There is no question that she needed all of her patience, her skill, her integrity, her determination and her vision to see the project through to completion. She had a lot of each of those qualities.
I saw all those traits when we were co-chairs of a church fund-raising program. Our consultant said that we’d be able to raise about half of our targeted amount. She refused the consultant’s counsel and went ahead and helped raise more than the original target.
She believed in the goodness of people and of their desire to make the world a better place. She always was quick with an encouraging word.
So many times to so many people she said, “I like that. I’ll help you with that.”
She had a way of achieving other people’s vision.
“Essentially every good thing that the chamber has achieved in the last 10 years, Faye was a huge part of,” said Neal Padgett, the Garner Chamber of Commerce president.

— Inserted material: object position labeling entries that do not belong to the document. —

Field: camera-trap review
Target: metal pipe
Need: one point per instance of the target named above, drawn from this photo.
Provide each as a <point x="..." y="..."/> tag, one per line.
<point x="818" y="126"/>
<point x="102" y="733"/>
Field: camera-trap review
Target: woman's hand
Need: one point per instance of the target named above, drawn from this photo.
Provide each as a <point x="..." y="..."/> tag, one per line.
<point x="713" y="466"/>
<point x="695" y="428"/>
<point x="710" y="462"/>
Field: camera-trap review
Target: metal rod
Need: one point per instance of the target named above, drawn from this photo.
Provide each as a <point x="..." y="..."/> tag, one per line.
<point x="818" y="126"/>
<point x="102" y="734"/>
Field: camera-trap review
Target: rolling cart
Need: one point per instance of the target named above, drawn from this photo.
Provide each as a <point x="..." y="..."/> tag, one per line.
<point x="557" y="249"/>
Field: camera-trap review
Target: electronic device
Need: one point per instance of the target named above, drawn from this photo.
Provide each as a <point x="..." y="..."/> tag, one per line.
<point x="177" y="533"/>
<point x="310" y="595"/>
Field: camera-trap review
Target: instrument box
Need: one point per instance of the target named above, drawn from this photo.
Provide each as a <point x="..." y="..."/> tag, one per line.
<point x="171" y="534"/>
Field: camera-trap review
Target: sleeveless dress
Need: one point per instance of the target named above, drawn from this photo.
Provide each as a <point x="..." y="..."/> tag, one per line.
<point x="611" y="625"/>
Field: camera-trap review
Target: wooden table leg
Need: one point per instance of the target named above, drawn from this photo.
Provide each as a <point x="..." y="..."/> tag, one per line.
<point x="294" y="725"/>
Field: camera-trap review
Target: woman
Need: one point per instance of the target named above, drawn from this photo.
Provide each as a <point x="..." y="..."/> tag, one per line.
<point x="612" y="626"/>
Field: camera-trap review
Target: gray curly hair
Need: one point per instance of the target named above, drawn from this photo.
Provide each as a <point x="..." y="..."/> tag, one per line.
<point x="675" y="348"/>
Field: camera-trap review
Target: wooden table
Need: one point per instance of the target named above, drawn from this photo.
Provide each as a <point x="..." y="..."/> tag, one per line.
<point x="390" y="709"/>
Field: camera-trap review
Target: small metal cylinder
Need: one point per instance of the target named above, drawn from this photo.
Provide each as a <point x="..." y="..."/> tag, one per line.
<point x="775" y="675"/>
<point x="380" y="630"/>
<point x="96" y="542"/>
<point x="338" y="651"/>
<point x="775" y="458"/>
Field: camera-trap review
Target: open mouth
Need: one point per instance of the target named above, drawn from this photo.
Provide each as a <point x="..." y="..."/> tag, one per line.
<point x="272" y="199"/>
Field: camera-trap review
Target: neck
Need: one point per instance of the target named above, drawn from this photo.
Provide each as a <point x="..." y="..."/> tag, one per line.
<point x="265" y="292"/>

“I have never seen anyone else like her. It is hard to believe that I won’t be able to talk to her again.”
She avoided the spotlight. She’d do the work, she just didn’t want to pick up the recognition.
But people recognized what she did and who she was.
She won the 2008 James R. Stevens Service to Garner Award, a recognition given for long-term contributions to the community.
But there is no award that covers the scope of her contributions. We could name buildings, awards, events or funds in her honor, but whatever it was, it really wouldn’t convey who she was and what she did for our community.
In the history of Garner, no other person may have had the impact that she did.
She was a mentor to many. Hopefully, we learned our lessons well.